First published in The Sydney Morning Herald

THE Chief Justice of the High Court, Robert French, has dismissed the legal argument used by the former Prime Minister John Howard against the reaching of a treaty with indigenous Australia.

Justice French disagreed with the view that a treaty was impossible because Aboriginal Australia was not a sovereign nation - or as Mr Howard put it in 2000, that a nation "does not make a treaty with itself".

The Mabo decisions and the Native Title Act recognised indigenous rights without undermining Australia's sovereignty and could provide the basis for an agreement, Justice French said in a speech at the University of Melbourne Law School.

"Such an agreement could recognise and acknowledge traditional law and custom of indigenous communities across Australia, their historical relationship with their country, their prior occupancy of the continent and that there are those who have maintained and asserted their traditional rights to the present time," he said.

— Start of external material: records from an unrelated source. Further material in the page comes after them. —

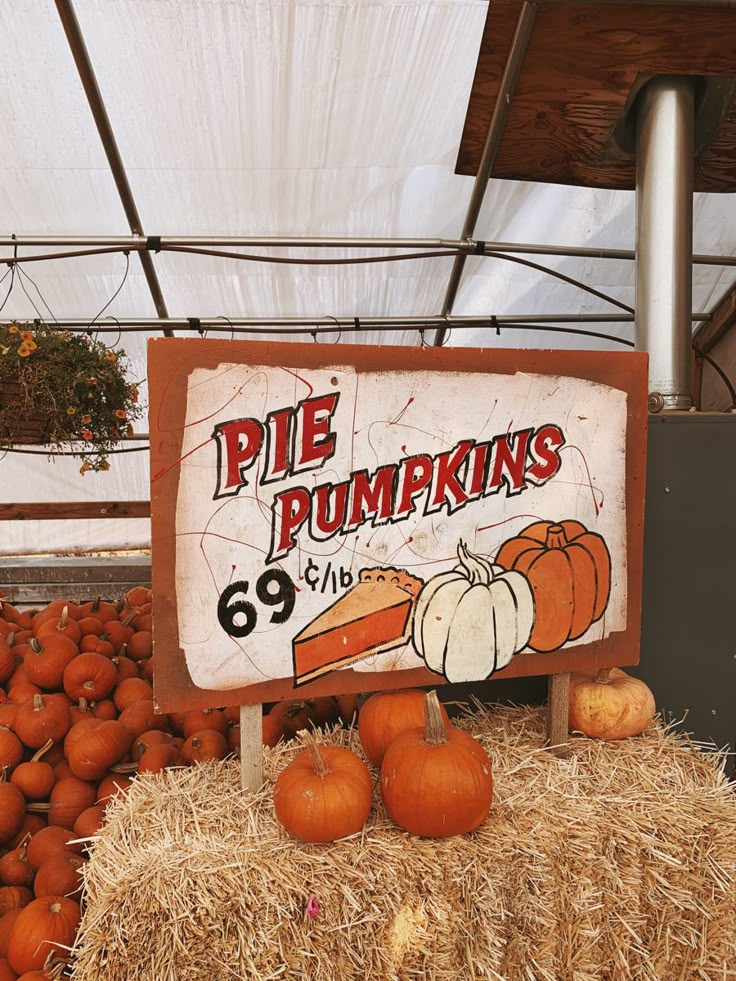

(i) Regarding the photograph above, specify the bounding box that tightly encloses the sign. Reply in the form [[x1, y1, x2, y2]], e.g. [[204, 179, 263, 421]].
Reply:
[[149, 338, 646, 711]]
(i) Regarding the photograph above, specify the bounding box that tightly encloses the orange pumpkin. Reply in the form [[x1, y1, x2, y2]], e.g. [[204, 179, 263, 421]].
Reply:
[[181, 729, 230, 765], [28, 824, 82, 872], [10, 739, 56, 800], [496, 521, 611, 652], [358, 690, 449, 766], [33, 852, 86, 900], [0, 780, 26, 844], [569, 668, 657, 739], [74, 804, 105, 838], [0, 842, 34, 886], [13, 695, 71, 749], [49, 777, 97, 831], [62, 652, 117, 702], [8, 896, 81, 974], [65, 719, 133, 780], [381, 692, 493, 838], [0, 726, 23, 770], [0, 907, 20, 957], [182, 709, 230, 739], [273, 732, 373, 842], [23, 634, 79, 691]]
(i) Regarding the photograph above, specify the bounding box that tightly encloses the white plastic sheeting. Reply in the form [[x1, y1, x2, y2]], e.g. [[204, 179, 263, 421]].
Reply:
[[0, 0, 736, 553]]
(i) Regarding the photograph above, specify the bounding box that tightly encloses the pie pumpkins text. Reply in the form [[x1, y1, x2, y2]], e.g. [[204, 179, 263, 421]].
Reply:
[[496, 521, 611, 652], [381, 691, 493, 838]]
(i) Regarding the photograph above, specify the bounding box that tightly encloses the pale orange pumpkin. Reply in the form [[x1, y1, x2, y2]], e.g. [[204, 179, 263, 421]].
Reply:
[[569, 668, 657, 739], [273, 731, 373, 842], [381, 691, 493, 838]]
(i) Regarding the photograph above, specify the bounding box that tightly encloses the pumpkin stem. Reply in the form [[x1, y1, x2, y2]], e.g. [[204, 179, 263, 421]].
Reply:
[[299, 729, 330, 778], [56, 606, 69, 630], [31, 739, 54, 763], [424, 691, 447, 746], [544, 525, 569, 548]]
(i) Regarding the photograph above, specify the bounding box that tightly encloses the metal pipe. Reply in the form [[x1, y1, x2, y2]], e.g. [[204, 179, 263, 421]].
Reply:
[[434, 0, 537, 347], [55, 0, 169, 333], [0, 234, 736, 266], [636, 76, 695, 411], [0, 312, 710, 333]]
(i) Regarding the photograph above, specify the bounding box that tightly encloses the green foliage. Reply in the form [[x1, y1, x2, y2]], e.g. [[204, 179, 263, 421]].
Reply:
[[0, 323, 141, 474]]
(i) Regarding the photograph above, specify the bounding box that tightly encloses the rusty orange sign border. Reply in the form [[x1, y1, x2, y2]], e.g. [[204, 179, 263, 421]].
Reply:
[[148, 338, 647, 712]]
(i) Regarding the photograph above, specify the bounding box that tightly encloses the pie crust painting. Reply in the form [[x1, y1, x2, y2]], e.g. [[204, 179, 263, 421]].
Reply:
[[292, 566, 424, 686]]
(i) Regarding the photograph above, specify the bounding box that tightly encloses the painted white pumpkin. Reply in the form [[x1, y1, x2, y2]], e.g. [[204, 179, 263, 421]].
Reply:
[[412, 542, 534, 682]]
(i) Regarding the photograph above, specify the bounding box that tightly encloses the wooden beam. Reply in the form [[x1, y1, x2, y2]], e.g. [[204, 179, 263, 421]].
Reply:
[[0, 501, 151, 521], [693, 283, 736, 354]]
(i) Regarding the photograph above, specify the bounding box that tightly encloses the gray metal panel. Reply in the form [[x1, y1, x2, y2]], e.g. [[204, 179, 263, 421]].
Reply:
[[631, 413, 736, 768]]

"This is a cultural reality which can be accepted without comprising, symbolically or otherwise, Australia's identity as a nation."

"Although Aboriginal notions of sovereignty would belong in a different "universe of discourse", he said, "it would be sovereignty under traditional law and custom".

Experts said the statement was a significant step in a debate that continues.

The director of the Treaty Project at the Gilbert + Tobin Centre of Public Law at University of NSW, Sean Brennan, said Justice French was "a black-letter lawyer of the highest standing and in effect he is repudiating the scare tactics frequently used to shut down constructive debate about a treaty or agreement".

The director of the Indigenous Law Centre at the University of NSW, Megan Davis, said Aboriginal people would be relieved that an agreement could yet come out of the "massive disappointment" of native title laws.

Australia has so far resisted an agreement with its indigenous people, unlike nations such as New Zealand and Canada.

It is Labor Party policy to pursue a treaty, but the Rudd Government says it is a lower priority than reaching its targets for improving Aboriginal life expectancy, child mortality and employment.